Circumstantial evidence is evidence of circumstances other than direct evidence in order to prove
a fact. Circumstantial evidence thus is less potent than direct evidence.
In case of a crime, where there is no eye witness, then foot prints of accused, his conduct before
and after the crime are all examples of circumstantial evidence.
While direct evidence is evidence of any witness who has seen the crime taking place and/or
production of crime weapon and recovery directly from accused.
Proof
It is the effect of evidence or rather effect of satisfactory/ conclusive evidence. A fact is proved
when the court is satisfied as to its truth and the means and method by which that result is
produced is known as proof.
Proof is the establishment of fact by legal means to the satisfaction of court. Proof is result of
evidence while evidence is the means/method/ mode of proof.
Method of Proof
Court allows only such evidence to be produced and believed which has been produced
according to the provisions of law. Those facts that have no evidentiary value or ones that have
been extracted through illegal means are excluded from evidence.
Any person (even an accused). cannot be compelled to give evidence. Hence first and foremost
condition of admissible evidence is the requirement that evidence is given without any
compulsion, fear, inducement, threat or coercion and that it should be voluntary and free.
Similarly, evidence is only admissible if it's recorded in presence of a judge (magistrate). Any
statement even a confession before police or any other person is inadmissible according to
Articles 38-39 of Qanoon-e-Shahadat Order 1984.
Even officials cannot be compelled to disclose any information or communication that took place
during their official or professional duties. Police cannot be compelled to disclose names and
place of their spies and informers, Advocates cannot be compelled to disclose communication
with their clients, public officers/servants cannot be compelled to disclose information that is
part of unpublished record.
Conclusive Presumptions or Proof
When law regards certain facts to be conclusive proof of another than when one fact is proved
the court would regard the other as proved and would not allow any evidence to contradict it or
disapprove it. Here the probative force is so strong that they are not allowed to be contradicted
by any other fact howsoever strong.
For example, if a child is born during the wedlock of husband and wife or within 280 days of its
dissolution, provided the mother has remained unmarried and non-access is proved, hence it is a
conclusive proof regarding the legitimacy and parentage of child.

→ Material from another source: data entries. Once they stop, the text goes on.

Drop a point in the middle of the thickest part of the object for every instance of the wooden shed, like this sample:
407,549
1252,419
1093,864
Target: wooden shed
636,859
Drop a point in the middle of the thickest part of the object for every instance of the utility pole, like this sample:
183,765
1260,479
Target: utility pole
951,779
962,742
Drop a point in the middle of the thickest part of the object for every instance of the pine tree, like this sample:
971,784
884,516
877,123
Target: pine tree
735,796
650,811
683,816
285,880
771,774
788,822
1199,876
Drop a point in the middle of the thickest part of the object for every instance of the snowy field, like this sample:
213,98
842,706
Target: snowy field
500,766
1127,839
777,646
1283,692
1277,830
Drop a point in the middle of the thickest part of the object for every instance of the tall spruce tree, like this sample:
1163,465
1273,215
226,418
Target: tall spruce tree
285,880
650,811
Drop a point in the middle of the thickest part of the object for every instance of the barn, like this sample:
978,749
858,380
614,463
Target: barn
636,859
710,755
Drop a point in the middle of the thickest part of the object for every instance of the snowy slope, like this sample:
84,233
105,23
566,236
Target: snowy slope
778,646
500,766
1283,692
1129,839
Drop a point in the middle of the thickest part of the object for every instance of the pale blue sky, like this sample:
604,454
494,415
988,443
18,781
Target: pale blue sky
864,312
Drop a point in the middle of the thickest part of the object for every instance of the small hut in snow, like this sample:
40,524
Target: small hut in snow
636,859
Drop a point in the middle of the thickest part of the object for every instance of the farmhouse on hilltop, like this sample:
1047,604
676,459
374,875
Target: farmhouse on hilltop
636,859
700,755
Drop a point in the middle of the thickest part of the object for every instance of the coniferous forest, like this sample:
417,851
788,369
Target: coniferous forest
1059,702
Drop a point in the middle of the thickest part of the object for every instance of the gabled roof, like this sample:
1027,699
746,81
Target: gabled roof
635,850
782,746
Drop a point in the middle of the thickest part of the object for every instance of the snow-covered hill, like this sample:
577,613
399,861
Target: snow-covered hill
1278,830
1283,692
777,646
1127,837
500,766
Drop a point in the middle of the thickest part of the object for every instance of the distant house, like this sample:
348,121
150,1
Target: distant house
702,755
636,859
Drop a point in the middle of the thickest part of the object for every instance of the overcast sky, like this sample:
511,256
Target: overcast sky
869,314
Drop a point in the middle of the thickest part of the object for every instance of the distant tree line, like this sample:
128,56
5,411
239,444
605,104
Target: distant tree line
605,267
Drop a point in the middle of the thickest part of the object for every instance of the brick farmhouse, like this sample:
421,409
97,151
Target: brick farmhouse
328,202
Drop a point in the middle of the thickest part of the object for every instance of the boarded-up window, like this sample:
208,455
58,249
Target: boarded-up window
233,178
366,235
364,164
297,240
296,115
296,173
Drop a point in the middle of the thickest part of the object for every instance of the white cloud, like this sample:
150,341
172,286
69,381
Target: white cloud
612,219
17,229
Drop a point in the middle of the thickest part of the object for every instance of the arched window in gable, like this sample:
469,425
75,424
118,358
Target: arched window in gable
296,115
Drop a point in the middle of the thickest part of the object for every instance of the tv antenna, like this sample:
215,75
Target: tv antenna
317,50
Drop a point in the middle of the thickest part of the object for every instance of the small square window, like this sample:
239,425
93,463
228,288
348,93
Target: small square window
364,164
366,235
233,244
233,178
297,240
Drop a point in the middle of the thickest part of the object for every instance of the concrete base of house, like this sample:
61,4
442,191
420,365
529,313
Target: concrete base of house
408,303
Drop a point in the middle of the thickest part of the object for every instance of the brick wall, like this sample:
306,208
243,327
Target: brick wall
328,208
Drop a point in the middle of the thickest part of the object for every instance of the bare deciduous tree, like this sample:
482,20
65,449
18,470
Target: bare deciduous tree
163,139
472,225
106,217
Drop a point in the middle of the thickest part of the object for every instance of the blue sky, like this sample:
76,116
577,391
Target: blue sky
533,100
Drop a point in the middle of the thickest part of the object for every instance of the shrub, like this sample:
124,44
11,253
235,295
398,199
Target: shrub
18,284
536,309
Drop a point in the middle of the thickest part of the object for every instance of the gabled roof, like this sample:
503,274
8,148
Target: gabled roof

Similarly, under section 82 of Pakistan Penal Code, a child under seven years of age is presumed
to be incapable of mens rea and this is a conclusive proof that child is not guilty of the offence.
Rebuttable or Conditional Presumption
In this case, the law regards certain facts to be admitted as long as they are not disapproved or
contradicted or rebutted. Here the probative force not very strong and the law permit evidence to
rebut and contradict the principal fact.
For example, a accused in criminal proceedings is presumed to be innocent until proven
otherwise. Hence law though presumes accused as innocent but nevertheless allows other
evidence to be produced in order to contradict and disapprove the principal fact. Once evidence
is produced and admitted than the principal fact of innocence is rebutted.
Similarly, the law presumes a man as dead if he was not seen or heard and his whereabouts
unknown for seven years. Such presumption again can be rebutted by producing contrary
evidence to disapprove it.
Exclusive Evidence
Law requires some evidence to be produced in pre-defined specific manner and if such evidence
is not available than the law would not consider any other evidence as admissible howsoever
strong.
Certain documents require compulsory registration and in case of absence of registration than the
law would not consider those documents as valid even though all other requirements are
available and other credible evidence available. Gifts, will, sales and mortgages are some forms
of documents that are only regarded as proved by law when registered and one attesting witness
gives testimony to that effect provided he is alive.